Since January 2019, Raylan has been part of Children’s Robotics and Mobility Program (RAMP), which is designed to help increase strength, mobility and functional skills in children and adolescents with physical impairment. RAMP’s technology-assisted therapies enable patients to practice movements and activities that they may otherwise be unable to perform.

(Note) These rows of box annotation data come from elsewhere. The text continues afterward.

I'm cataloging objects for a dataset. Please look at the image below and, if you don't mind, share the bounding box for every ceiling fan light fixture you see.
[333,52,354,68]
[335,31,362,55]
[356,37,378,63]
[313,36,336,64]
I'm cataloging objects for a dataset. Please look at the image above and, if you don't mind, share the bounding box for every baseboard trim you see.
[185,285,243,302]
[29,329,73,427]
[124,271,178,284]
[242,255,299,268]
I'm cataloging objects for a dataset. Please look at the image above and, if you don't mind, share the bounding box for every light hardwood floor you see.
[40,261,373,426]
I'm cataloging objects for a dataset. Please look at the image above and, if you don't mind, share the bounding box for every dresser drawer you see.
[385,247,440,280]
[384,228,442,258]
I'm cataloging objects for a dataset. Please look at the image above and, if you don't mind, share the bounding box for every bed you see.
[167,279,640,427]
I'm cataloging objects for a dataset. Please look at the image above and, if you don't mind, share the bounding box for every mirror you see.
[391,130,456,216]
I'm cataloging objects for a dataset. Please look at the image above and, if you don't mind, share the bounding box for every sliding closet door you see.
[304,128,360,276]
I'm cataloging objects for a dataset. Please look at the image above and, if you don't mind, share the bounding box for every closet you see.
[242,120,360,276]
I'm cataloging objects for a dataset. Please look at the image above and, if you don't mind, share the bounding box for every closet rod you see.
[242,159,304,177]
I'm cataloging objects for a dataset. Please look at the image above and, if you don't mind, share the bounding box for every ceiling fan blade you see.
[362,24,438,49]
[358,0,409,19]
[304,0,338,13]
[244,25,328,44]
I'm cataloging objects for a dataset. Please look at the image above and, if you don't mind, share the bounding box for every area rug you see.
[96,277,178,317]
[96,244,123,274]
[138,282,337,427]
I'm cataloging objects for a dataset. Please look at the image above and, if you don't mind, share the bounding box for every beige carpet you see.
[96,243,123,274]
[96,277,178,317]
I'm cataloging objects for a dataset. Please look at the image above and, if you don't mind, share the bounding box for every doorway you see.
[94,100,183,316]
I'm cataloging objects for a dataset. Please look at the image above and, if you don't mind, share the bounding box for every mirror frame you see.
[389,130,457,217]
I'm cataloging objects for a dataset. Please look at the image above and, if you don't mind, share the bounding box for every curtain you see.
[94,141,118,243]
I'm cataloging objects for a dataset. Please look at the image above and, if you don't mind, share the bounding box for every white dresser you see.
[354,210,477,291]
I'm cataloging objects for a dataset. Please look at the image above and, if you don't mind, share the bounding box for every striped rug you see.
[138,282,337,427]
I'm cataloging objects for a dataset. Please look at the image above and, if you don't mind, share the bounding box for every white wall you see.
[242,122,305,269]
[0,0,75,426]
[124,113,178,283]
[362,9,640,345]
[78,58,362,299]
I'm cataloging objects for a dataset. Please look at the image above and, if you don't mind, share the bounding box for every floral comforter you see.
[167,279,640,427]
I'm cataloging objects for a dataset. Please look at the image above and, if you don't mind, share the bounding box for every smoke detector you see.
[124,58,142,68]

Raylan looks forward to using the Ekso Robotic Exoskeleton during his biweekly appointments. The exoskeleton, or wearable robot, uses motors and sensors that help a child or adolescent to walk with an efficient, repetitive gait pattern, helping the body re-learn proper step pattern and weight shifts. The exoskeleton can provide therapists with immediate feedback from each step the patient takes, showing how much work the machine is doing versus how much work the child is doing. During one Tuesday morning appointment, Raylan’s face beamed with pride as his therapists informed him he was doing most of the work on his own while in the exoskeleton. Every step Raylan takes is a step toward his hopeful future. Like the most attuned athletes, he listens to his body. He has regained some feeling in his legs and hips, and notes his right leg is stronger than his left. He concentrates on his posture as he walks laps around the rehabilitation room, keeping his head lifted and hips tucked.
“I couldn’t always feel my legs like I can now. It gives me a lot of hope and a lot more motivation,” Raylan said. “Some days you’re down and you think you’ll never make it, but seeing the exoskeleton and feeling the movement … It makes me want to work harder.”